AUDUSD Remains Weak Below 0.77
It looks like the Reserve Bank of Australia will not allow the Australian Dollar to add further gains anytime soon and may intervene on any gains.
We were looking at the AUDUSD for the past three months for a clear break above a key technical level. But so far, the pair has failed to break above 0.77 barrier, which remains solid since over a year now.
The chart above is a weekly chart for AUDUSD. You can notice how every time the pair spikes above 0.77 technical barrier, it sold off the week after.
This might be a clear sign of an intervention by the Reserve Bank of Australia. The bank noted many times that stronger AUD would complicate the economic adjustment, which means that the bank is still looking for far weaker AUD in the coming months.
The technical indicators remain bearish on most time frames, despite the fact that the US Dollar Index outlook remains bearish as well. The index eased back from 103.0 all the way to 98.60’s, while AUD remained within a tight range since November of last year until today.
Such a tight range would switch the outlook to neutral until we see a clear breakout of that range which stands between 0.77 and 0.75.
Yet, with 0.77 is still holding, selling rallies might be the right strategy so far, with stops above 0.7750’s.
On the downside view, the pair is getting a notable support from its 50 WEEK MA which stands around 0.75 this week. Therefore the pair is likely to revisit that support in the coming days.
NZDUSD Remains Weak Below 0.74
The New Zealand Dollar has almost the same story as the Australian Dollar. For the past six months, every time the pair tried to break above 0.74 resistance, it was sold off the week after.
Such move has created a medium range on the weekly chart between 0.74 and 0.6860’s as shown on the chart, with no clear break above or below those levels.
The Reserve Bank of New Zealand also kept the rates unchanged at its last meeting, despite the fact that inflation remains on the rise.
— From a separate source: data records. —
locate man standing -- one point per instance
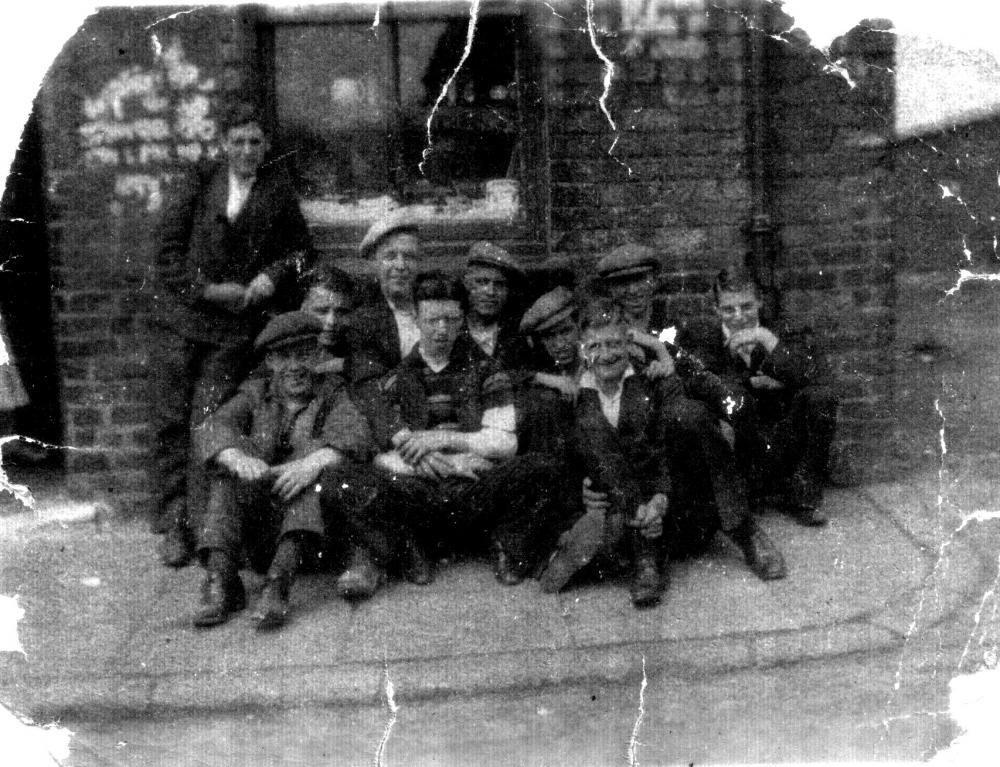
(267, 447)
(448, 477)
(233, 243)
(491, 278)
(388, 327)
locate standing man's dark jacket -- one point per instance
(199, 245)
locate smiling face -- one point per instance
(605, 350)
(488, 291)
(333, 309)
(396, 260)
(634, 294)
(292, 368)
(245, 147)
(562, 342)
(440, 322)
(738, 309)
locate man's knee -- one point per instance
(819, 401)
(690, 415)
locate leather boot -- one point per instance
(507, 570)
(362, 577)
(222, 595)
(649, 580)
(761, 554)
(272, 609)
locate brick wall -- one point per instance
(678, 177)
(118, 122)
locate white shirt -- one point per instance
(611, 405)
(409, 333)
(486, 338)
(239, 191)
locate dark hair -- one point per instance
(335, 280)
(601, 312)
(241, 113)
(734, 279)
(439, 286)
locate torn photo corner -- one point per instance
(843, 155)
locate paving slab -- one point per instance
(108, 629)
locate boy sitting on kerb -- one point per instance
(639, 440)
(785, 446)
(266, 449)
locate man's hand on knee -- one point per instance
(649, 516)
(244, 466)
(594, 500)
(296, 476)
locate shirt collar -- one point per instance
(588, 381)
(239, 181)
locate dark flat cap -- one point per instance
(629, 260)
(549, 310)
(286, 329)
(398, 220)
(484, 253)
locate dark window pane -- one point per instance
(331, 86)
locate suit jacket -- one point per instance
(630, 462)
(795, 361)
(255, 422)
(199, 245)
(376, 332)
(511, 352)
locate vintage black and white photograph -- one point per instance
(500, 382)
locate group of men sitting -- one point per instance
(440, 419)
(435, 422)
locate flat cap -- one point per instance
(549, 310)
(484, 253)
(397, 220)
(626, 261)
(286, 329)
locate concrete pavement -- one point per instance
(107, 630)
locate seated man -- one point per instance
(638, 439)
(267, 447)
(331, 297)
(545, 402)
(448, 477)
(491, 277)
(787, 444)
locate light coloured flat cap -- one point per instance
(485, 253)
(548, 311)
(398, 220)
(626, 261)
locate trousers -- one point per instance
(188, 380)
(516, 503)
(785, 435)
(246, 517)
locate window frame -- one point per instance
(533, 221)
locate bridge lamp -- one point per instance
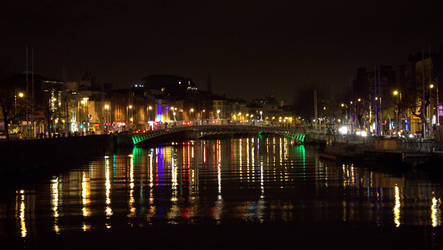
(343, 130)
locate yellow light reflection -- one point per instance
(435, 212)
(131, 188)
(85, 195)
(397, 205)
(21, 207)
(54, 203)
(108, 209)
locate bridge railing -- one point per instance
(216, 122)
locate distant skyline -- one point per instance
(249, 48)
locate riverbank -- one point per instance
(26, 156)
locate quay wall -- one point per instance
(22, 155)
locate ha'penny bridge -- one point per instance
(216, 130)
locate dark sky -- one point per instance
(250, 48)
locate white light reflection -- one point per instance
(397, 205)
(85, 199)
(54, 203)
(435, 212)
(108, 209)
(131, 188)
(21, 208)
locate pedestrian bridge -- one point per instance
(208, 130)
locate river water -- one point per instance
(238, 180)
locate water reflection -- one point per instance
(21, 213)
(245, 179)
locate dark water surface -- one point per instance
(250, 183)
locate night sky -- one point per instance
(250, 48)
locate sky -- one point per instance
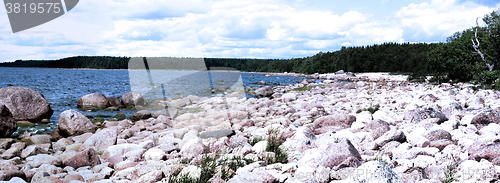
(236, 28)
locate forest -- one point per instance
(469, 55)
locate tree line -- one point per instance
(470, 55)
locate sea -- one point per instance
(63, 87)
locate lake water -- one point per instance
(63, 87)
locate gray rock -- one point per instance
(132, 99)
(73, 123)
(391, 135)
(38, 160)
(217, 134)
(142, 114)
(375, 171)
(101, 140)
(8, 124)
(25, 104)
(265, 91)
(93, 99)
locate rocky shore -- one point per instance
(377, 128)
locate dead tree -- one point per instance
(478, 51)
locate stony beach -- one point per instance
(376, 128)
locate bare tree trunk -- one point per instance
(478, 51)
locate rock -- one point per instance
(25, 104)
(38, 160)
(377, 128)
(337, 154)
(438, 135)
(88, 157)
(31, 151)
(255, 176)
(154, 154)
(151, 177)
(217, 134)
(132, 99)
(488, 152)
(165, 120)
(142, 114)
(391, 135)
(39, 139)
(484, 118)
(101, 140)
(374, 171)
(113, 101)
(93, 99)
(334, 122)
(73, 123)
(7, 175)
(417, 115)
(8, 124)
(5, 143)
(119, 150)
(265, 91)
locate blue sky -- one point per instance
(239, 28)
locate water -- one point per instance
(63, 87)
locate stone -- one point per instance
(72, 123)
(377, 128)
(217, 134)
(8, 124)
(484, 118)
(119, 150)
(375, 171)
(438, 135)
(132, 99)
(93, 99)
(88, 157)
(265, 91)
(337, 154)
(39, 139)
(38, 160)
(25, 104)
(334, 122)
(417, 115)
(488, 152)
(165, 120)
(101, 140)
(7, 175)
(391, 135)
(142, 114)
(255, 176)
(113, 101)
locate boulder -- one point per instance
(217, 134)
(8, 124)
(374, 171)
(142, 114)
(337, 154)
(333, 122)
(25, 104)
(85, 158)
(265, 91)
(93, 99)
(486, 117)
(417, 115)
(113, 101)
(101, 140)
(132, 99)
(73, 123)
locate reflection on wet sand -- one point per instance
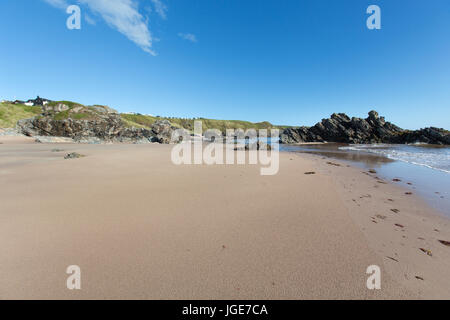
(332, 150)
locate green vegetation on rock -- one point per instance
(146, 121)
(61, 110)
(11, 113)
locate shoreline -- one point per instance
(140, 227)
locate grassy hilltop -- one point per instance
(11, 113)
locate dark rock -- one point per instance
(73, 155)
(373, 129)
(107, 126)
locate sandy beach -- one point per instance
(141, 227)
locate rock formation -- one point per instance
(96, 124)
(373, 129)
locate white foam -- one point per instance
(437, 159)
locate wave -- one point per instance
(437, 159)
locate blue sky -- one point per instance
(289, 62)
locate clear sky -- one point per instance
(289, 62)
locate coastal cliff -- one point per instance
(373, 129)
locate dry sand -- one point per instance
(142, 228)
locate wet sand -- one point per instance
(140, 227)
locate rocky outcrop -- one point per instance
(373, 129)
(106, 127)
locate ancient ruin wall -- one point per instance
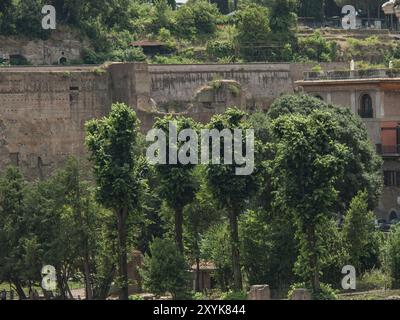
(42, 116)
(43, 110)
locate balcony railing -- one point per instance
(388, 149)
(348, 75)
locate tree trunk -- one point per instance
(197, 286)
(179, 229)
(123, 260)
(88, 283)
(313, 259)
(237, 273)
(20, 291)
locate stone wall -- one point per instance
(43, 109)
(42, 116)
(43, 52)
(263, 82)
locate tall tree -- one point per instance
(309, 160)
(111, 142)
(363, 167)
(12, 228)
(312, 8)
(358, 228)
(231, 191)
(178, 183)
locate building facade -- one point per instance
(375, 96)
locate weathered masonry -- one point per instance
(43, 109)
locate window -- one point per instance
(366, 110)
(392, 178)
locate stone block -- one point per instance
(260, 292)
(301, 294)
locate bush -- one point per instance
(220, 49)
(234, 295)
(196, 18)
(165, 270)
(316, 48)
(326, 293)
(358, 228)
(135, 297)
(374, 279)
(215, 247)
(391, 256)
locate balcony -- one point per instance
(349, 75)
(388, 150)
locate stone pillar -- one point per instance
(260, 292)
(378, 105)
(301, 294)
(329, 97)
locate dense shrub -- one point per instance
(326, 293)
(165, 270)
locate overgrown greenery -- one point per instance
(314, 164)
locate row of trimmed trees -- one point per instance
(311, 161)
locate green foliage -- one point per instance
(58, 223)
(316, 48)
(234, 295)
(358, 228)
(363, 168)
(391, 256)
(136, 297)
(196, 18)
(253, 29)
(112, 142)
(128, 55)
(309, 160)
(215, 246)
(220, 49)
(269, 249)
(312, 8)
(375, 279)
(326, 292)
(177, 183)
(165, 270)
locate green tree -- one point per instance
(7, 17)
(309, 161)
(312, 8)
(230, 190)
(391, 256)
(12, 228)
(117, 168)
(358, 228)
(177, 185)
(363, 167)
(201, 214)
(253, 29)
(216, 247)
(165, 270)
(269, 248)
(196, 18)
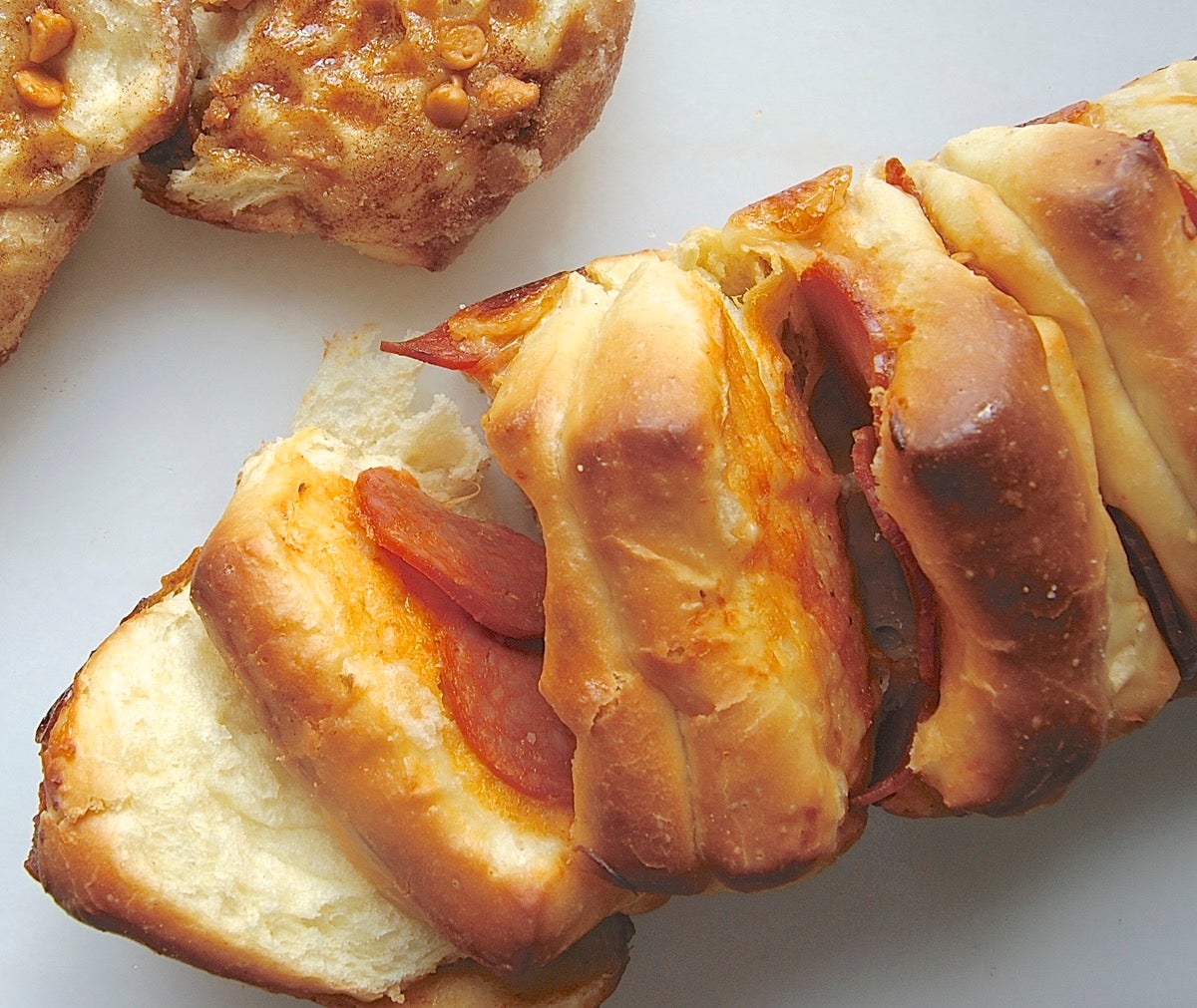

Yet, it looks like NZDUSD is following AUDUSD pattern. However, the difference is that NZDUSD technical indicators are now heavily oversold, which may ease the chances for another leg lower.
This means that the current tight range is likely to remain unchanged until the pair shows a clear breakout.
On the downside view, the immediate support stands at 0.6890 which represents its 100 WEEK MA, while the first immediate resistance stands around 0.7080’s which represents its 50 WEEK MA.
As long as the pair continues to trade within those two MA’s, the short-term outlook remains neutral.
USDJPY Looking For Further Weakness
The Japanese Yen showed a notable appreciation over the past few weeks. USDJPY eased back to 110 down from 115.0 in three weeks only.
Some would say that the current decline in USDJPY is based on safe haven bids. This is actually right, especially if we look at Gold, Silver and other safe haven assets.
Yet, it looks like the current downside move is coming to an end and a short-term retracement seems to be highly possible.
Looking at the daily chart, a double bottom might be in the making. Yesterday’s close showed a clear doji candle on the daily chart, which should be watched closely, as such a hold above 110.0 since 23rd of March until today might be a clear sign for another short term retracement to the upside.
However, such rally is likely to remain limited below the previous top of last week, where sellers are likely to appear. Otherwise, a stronger rally could be seen back to 112.80 which represents its 50 DAY MA.
On the other hand, a break below last week’s low around 110.0 would accelerate the downside pressure probably toward 109.70’s and even 109.30’s.